No One Can Teach You To Fly

Why does someone seem lovely to us?  What makes them lovely in our eyes?  To some extent it is because of characteristics that they manifest, to some extent it is their physical beauty, but to what extent do they seem lovely to us simply because we love them?  How is it that being enamored of them transforms all of their characteristics into “enchanting”?  And after having had major bad experiences with them, how is it that they become so unlovely to us that we can’t stand either the sight of them or to hear their voice?  And why, even when we have tried and tried to find nourishment in the relationship, but with our heart still starving, is the thought of leaving them so terrifying?  Why do we begin to tell lies to ourselves so that we can remain in an unhappy but comfortable place?  How can the possibility of a life without them seem like both a relief as well as a terror?

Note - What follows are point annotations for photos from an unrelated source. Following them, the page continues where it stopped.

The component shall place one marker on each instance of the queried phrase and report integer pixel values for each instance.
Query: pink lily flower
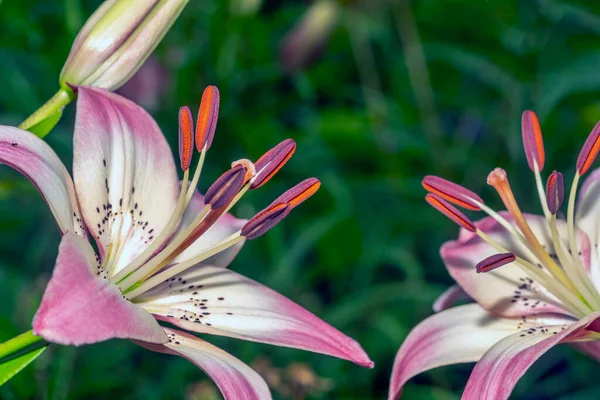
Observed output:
(534, 279)
(162, 247)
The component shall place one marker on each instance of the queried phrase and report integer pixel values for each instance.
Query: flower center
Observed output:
(155, 264)
(558, 266)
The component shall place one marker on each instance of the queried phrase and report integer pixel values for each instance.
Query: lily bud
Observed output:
(116, 40)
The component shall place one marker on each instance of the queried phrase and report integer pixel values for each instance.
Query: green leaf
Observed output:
(11, 367)
(44, 127)
(18, 352)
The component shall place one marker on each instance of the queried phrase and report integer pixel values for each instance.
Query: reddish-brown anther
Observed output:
(207, 117)
(265, 220)
(272, 161)
(452, 192)
(590, 150)
(450, 211)
(250, 169)
(555, 191)
(532, 140)
(226, 187)
(299, 193)
(495, 261)
(186, 139)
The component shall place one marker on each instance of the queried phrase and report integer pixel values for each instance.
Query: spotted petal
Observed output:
(225, 226)
(235, 379)
(457, 335)
(498, 371)
(507, 290)
(219, 301)
(124, 175)
(32, 157)
(79, 307)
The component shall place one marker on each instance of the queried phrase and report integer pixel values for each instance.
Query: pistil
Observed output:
(498, 180)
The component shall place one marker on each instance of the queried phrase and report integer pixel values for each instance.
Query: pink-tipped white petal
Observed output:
(498, 371)
(225, 226)
(236, 380)
(591, 348)
(447, 299)
(80, 307)
(32, 157)
(124, 174)
(457, 335)
(507, 290)
(218, 301)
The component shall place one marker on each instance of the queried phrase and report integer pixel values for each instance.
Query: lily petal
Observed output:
(235, 379)
(225, 226)
(506, 291)
(586, 218)
(79, 307)
(124, 175)
(591, 349)
(496, 374)
(457, 335)
(219, 301)
(447, 299)
(32, 157)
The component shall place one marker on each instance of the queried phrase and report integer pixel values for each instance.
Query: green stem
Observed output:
(57, 102)
(19, 344)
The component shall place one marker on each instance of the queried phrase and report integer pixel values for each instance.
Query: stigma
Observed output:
(561, 272)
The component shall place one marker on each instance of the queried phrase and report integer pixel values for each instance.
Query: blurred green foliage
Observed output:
(402, 89)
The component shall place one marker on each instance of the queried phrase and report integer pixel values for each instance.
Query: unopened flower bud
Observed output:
(116, 40)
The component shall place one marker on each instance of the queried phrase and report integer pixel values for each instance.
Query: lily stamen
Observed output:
(498, 180)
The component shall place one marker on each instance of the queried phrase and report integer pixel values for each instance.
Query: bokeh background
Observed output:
(377, 94)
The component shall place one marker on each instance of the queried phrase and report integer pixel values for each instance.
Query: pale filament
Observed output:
(557, 290)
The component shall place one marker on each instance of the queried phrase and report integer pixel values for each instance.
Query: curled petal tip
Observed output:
(533, 140)
(272, 161)
(452, 192)
(207, 117)
(450, 211)
(497, 177)
(555, 191)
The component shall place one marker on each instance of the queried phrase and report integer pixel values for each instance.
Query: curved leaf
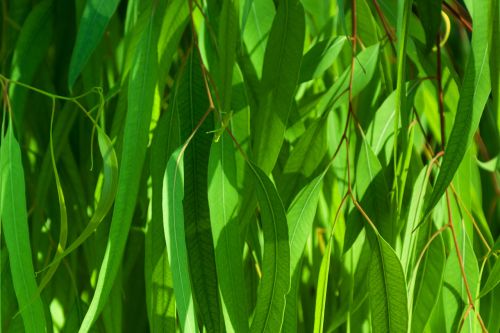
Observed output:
(140, 105)
(192, 103)
(388, 300)
(428, 284)
(473, 96)
(95, 18)
(275, 281)
(16, 234)
(279, 80)
(31, 48)
(224, 206)
(173, 224)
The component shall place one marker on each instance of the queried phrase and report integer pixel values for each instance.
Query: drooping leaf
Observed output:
(324, 270)
(279, 80)
(173, 224)
(31, 48)
(388, 300)
(473, 95)
(454, 289)
(192, 104)
(224, 203)
(275, 281)
(493, 279)
(300, 217)
(320, 57)
(95, 18)
(428, 284)
(16, 234)
(140, 105)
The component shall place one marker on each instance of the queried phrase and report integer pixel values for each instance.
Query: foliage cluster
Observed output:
(250, 166)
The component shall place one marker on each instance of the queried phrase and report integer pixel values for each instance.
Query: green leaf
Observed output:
(364, 69)
(428, 282)
(320, 57)
(275, 281)
(192, 104)
(388, 300)
(309, 149)
(95, 18)
(373, 193)
(224, 202)
(300, 217)
(228, 38)
(16, 234)
(31, 48)
(107, 195)
(173, 224)
(324, 270)
(159, 285)
(473, 96)
(279, 80)
(140, 106)
(454, 290)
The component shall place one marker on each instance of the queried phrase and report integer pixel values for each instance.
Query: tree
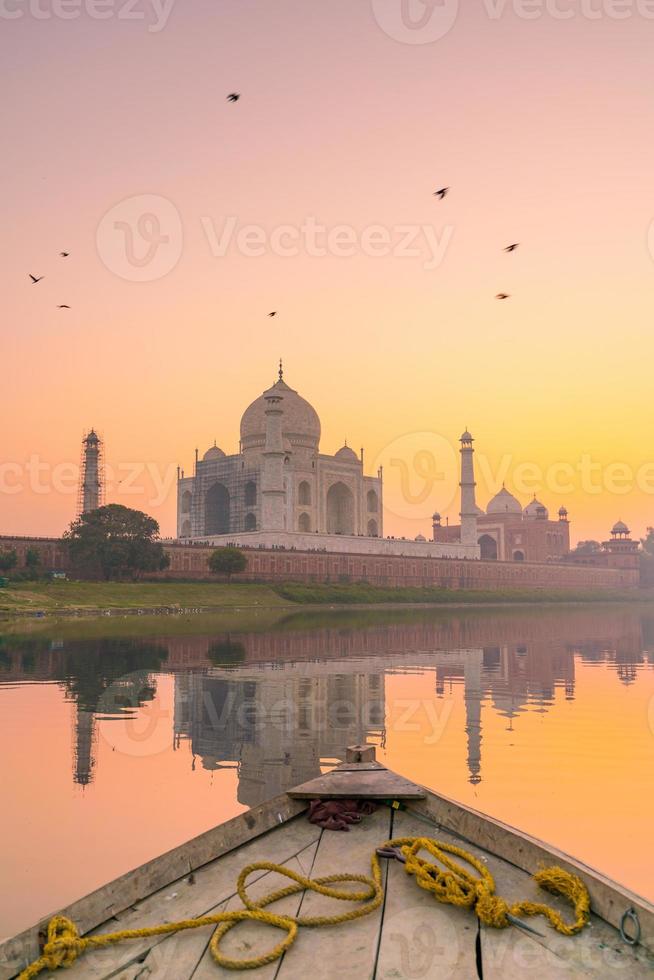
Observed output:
(227, 561)
(115, 542)
(8, 560)
(32, 561)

The Unknown.  On the one hand the idea of the unknown kind of excites us with all of its possibilities, all of which we postulate as being wonderful; and yet, when we get serious about embracing the unknown… its possibilities begin to terrify us into immobility.

Consider the young albatross chick.  He has only known land and that food comes TO him via his parents.  And then one day the parents fly away!  The chick’s hunger grows and grows.  Inexplicably… to him… he feels the desire to stretch his gigantic wings and when he does he feels the wind underneath them and he almost feels like he could fly.  He can see the waters beyond, from which his parents always returned with food.  As his hunger grows the call of the possible food in the sea grows louder and more urgent.  He stands at the edge of the cliff and extends his wings, feels the wind fill them with the possibility of flight. His dilemma is that he has never flown yet and therefore is not certain that he can!  As each day without food passes he is held captive to the land and tugged towards the sea.  Each day he stands at the edge of the cliff and confronts the terrifying emptiness of not knowing if he can fly.  At the edge of the cliff one day, driven desperate by his hunger, he spreads his wings, feels the wind fill them, lifting him; he steps off, and discovers that he is flying!

No one can teach us how to fly.  Until the moment when we do it we will be terrified, but it is one of those things that we have to learn by the doing of it.                      A relationship can sometimes reach the edge of the cliff; at such a moment the issue becomes: stay and starve, or fly and feed.